GUANTANAMO BAY United States releases first list of detainees



SAN JUAN, Puerto Rico (AP) -- The U.S. government released the first list of detainees held at the Guantanamo Bay prison Wednesday -- the most extensive accounting yet of the hundreds of people held there, nearly all of them labeled enemy combatants.
In all, 558 people were named in the list provided by the Pentagon in response to a Freedom of Information lawsuit by The Associated Press.

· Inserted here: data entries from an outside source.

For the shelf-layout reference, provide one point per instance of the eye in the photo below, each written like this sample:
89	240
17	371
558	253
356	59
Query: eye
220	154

They were among the first swept up in the U.S. global war on terrorism for suspected links to al-Qaida or the Taliban.
The list is the first official roster of Guantanamo detainees who passed through the Combatant Status Review Tribunal process in 2004 and 2005 to determine whether they should be deemed "enemy combatants."
Those named are from Afghanistan, Saudi Arabia and 39 other countries. Many have been held at the U.S. prison at Guantanamo Bay for more than four years. Only a handful have faced formal charges.

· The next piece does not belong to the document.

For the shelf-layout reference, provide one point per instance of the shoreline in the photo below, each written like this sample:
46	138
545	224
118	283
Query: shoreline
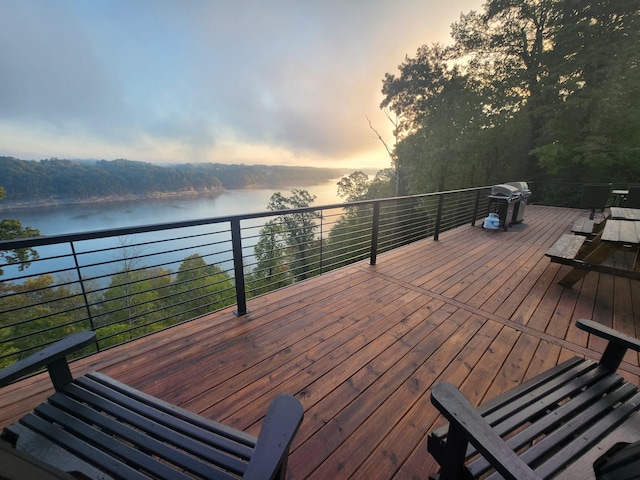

Some names are familiar, such as David Hicks, a Muslim from Australia charged with fighting U.S. and coalition forces in Afghanistan. He is one of nine detainees selected to be tried by a military tribunal, on charges of attempted murder, aiding the enemy and conspiracy to commit terrorism.
Hicks allegedly fought for the Taliban, and Australian news media have said British authorities contend he admitted undergoing training with British Islamic extremists, including Richard Reid, who was convicted of trying to blow up a trans-Atlantic airliner with a shoe bomb.
In all, the detainees on the list came from 41 countries.